Calm after the storm

Equity markets rebounded strongly last week, with global equities up 3.8% in local currency terms and 2.8% in sterling terms, as US recession worries faded and belief in a soft-landing was restored.

Just as tech stocks led the recent market correction, they have also led the recovery with a gain of 6%. So too have Japanese stocks which have now more than recovered the double digit drop seen the Monday before last. As for US equities, they gained last week 2.9% in sterling terms while UK stocks, which had rather less to recover, were up 2.1%.

So where do we now stand after the histrionics of the last few weeks? Global equities are up 7% in local currency terms from their 5 August low and 2% below their mid-July high. In sterling terms, the comparable numbers are +6% and -1%.
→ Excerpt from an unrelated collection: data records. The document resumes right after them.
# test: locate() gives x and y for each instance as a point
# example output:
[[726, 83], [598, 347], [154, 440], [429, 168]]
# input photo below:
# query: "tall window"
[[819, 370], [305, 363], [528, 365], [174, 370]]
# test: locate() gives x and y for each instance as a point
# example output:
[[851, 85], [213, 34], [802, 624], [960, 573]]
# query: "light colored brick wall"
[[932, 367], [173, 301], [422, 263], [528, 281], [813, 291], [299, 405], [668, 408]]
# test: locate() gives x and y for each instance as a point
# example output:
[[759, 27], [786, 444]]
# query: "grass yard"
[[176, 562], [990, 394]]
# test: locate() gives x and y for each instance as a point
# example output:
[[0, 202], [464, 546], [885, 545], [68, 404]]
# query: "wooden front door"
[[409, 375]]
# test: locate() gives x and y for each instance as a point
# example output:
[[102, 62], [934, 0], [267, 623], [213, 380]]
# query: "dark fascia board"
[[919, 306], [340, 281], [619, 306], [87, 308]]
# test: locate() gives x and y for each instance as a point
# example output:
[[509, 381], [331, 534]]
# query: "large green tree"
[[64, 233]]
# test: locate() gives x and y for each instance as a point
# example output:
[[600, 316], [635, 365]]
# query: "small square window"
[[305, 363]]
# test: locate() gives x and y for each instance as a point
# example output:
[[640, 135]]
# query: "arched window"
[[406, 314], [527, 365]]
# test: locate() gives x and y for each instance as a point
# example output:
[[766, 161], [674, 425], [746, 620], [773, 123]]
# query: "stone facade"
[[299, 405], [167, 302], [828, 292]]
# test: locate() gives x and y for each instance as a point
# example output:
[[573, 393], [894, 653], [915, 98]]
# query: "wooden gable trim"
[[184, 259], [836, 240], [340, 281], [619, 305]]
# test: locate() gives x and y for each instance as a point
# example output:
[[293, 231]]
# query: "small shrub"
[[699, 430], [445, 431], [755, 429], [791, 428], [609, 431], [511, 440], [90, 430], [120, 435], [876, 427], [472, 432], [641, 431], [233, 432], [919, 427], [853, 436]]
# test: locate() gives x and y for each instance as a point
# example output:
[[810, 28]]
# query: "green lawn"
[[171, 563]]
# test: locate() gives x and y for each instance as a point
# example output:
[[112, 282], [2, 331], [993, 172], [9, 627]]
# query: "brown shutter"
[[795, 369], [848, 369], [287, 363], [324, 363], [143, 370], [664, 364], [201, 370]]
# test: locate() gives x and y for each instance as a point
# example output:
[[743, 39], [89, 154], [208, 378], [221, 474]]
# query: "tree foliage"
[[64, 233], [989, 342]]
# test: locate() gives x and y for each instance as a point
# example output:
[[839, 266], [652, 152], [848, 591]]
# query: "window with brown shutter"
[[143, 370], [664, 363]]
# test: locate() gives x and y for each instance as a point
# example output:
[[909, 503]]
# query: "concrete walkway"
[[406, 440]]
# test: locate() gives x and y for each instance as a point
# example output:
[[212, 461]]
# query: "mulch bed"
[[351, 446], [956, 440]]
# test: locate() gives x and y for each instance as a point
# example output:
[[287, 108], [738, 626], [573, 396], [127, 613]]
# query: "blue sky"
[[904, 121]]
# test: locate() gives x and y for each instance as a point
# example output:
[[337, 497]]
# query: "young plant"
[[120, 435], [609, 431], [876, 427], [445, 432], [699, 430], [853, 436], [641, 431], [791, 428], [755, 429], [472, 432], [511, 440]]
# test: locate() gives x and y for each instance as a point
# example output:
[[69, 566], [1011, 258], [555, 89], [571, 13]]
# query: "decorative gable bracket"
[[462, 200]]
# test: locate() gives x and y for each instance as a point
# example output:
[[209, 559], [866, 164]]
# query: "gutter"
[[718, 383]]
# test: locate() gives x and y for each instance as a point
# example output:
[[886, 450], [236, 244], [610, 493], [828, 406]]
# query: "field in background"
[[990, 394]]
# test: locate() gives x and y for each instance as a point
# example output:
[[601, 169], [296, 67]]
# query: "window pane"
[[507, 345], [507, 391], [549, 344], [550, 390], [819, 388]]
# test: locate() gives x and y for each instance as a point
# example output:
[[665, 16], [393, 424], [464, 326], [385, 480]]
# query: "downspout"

Bonds, by contrast, had a quiet week with both Gilts and Treasuries little changed. Bond yields have reversed some of their decline during the equity sell-off but remain significantly below their levels in mid-July, particularly in the US. 10-year Treasuries and Gilts both currently yield around 3.9%.

The revival in market confidence has been driven in good part by the US data released since the payroll numbers which sparked the recession worries in the first place. Last week’s news of a larger than expected gain in retail sales in July eased worries of an impending slowdown in consumption. Initial unemployment claims were also lower than forecast, suggesting the labour market is not weakening as much as feared.

Just as important were the July consumer price numbers. These were in line with expectations and showed the US core and headline inflation rates both slowing 0.1% from June to 3.2% and 2.9% respectively. The numbers were viewed as good enough to allow the Fed to start cutting rates in September. Even so, hopes on this front have been scaled back since the height of the sell-off and rates are now expected to be reduced next month only by 0.25% rather than 0.5%.

Here in the UK, the latest inflation numbers came in a bit lower than forecast. The headline rate ticked up to 2.2% from 2.0% but the more important core rate eased to 3.3% from 3.5%. Furthermore, service sector inflation, which is a major focus for the Bank of England and where inflation pressures are most entrenched, slowed to 5.2%.

Underlying wage growth also eased in June to 5.4% although remains significantly above the level compatible with 2% inflation. The unemployment rate saw an unexpected drop to 4.2% but the survey behind these numbers is unreliable at the moment and most likely the labour market continues to weaken but not dramatically so.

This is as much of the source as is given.